Cão que ladra morde sim, senhor, sou testemunha. Entrar na piscina depois de almoçar não é morte certa, veja só. Sério que tem prédio que pula do 12° para o 14° andar – não tem o 13° só por superstição? Há mesmo palestinos que não odeiam judeus e vice-versa? Existe então uma esperança quietinha, voando escondida entre os homens e que, de vez em quando, dá o ar da graça (vide a invenção do bambolê)?

E não é que o rádio não morreu, as gravatas sobrevivem, o mundo não acabou coisa alguma, e a única preciosidade que sumiu mesmo foram os Bailes de Aleluia na Associação? Ainda há quem conteste a veracidade do aquecimento global? Quem não reconheça a genialidade de João Gilberto? E vai me dizer que as pessoas ainda descascam caqui e cospem o caroço da jabuticaba – por quê, ó Senhor, por quê?

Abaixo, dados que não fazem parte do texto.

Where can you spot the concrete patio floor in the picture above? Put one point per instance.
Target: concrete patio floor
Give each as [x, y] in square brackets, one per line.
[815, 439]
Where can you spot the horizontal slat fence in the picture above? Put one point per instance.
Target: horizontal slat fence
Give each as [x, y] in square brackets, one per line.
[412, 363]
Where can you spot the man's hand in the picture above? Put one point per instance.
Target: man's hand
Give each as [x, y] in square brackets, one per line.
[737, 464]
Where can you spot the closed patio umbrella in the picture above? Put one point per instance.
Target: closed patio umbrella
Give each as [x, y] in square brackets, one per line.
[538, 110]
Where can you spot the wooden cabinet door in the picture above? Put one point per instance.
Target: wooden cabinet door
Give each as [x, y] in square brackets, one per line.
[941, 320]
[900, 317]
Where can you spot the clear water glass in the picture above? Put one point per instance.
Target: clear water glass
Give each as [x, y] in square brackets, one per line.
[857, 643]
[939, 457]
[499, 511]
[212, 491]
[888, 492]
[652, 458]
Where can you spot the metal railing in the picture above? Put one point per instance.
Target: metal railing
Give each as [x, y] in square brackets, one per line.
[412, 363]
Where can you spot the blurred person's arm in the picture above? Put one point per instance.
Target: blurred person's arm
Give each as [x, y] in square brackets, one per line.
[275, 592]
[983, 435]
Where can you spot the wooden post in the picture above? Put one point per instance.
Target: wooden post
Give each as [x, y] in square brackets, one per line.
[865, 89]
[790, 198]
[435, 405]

Ainda não asfaltaram a estrada para São Sebastião da Grama. Ainda não ressuscitaram os chapéus e o quebra-queixo. Nem houve a esperada conciliação entre o gosto de café e a pasta de dentes. Ainda há quem compare Mozart com Beethoven, Pelé a Maradona, Monet a Cezanne, Beatles a Stones, Bandeira com Drummond, sendo que a discussão só faz sentido se for motivo para mais três rodadas no bar.

Quer dizer então que no fim o herói nem sempre é o mais invejado? Que os tropicões ensinam mais que as certezas? Que o crime não compensa, mas não pelos motivos que o Batman ensinou? Que a falta ou o excesso de dinheiro corroem o peito dos homens? Quer dizer que a pessoa parte deste mundo e não se digna a mandar nem um cartãozinho no Natal?

Que ela perguntou por mim, assim, como quem não quer nada? Que o verdadeiro Deus é o tempo? E que seu relógio de uma hora pra outra deu para adiantar?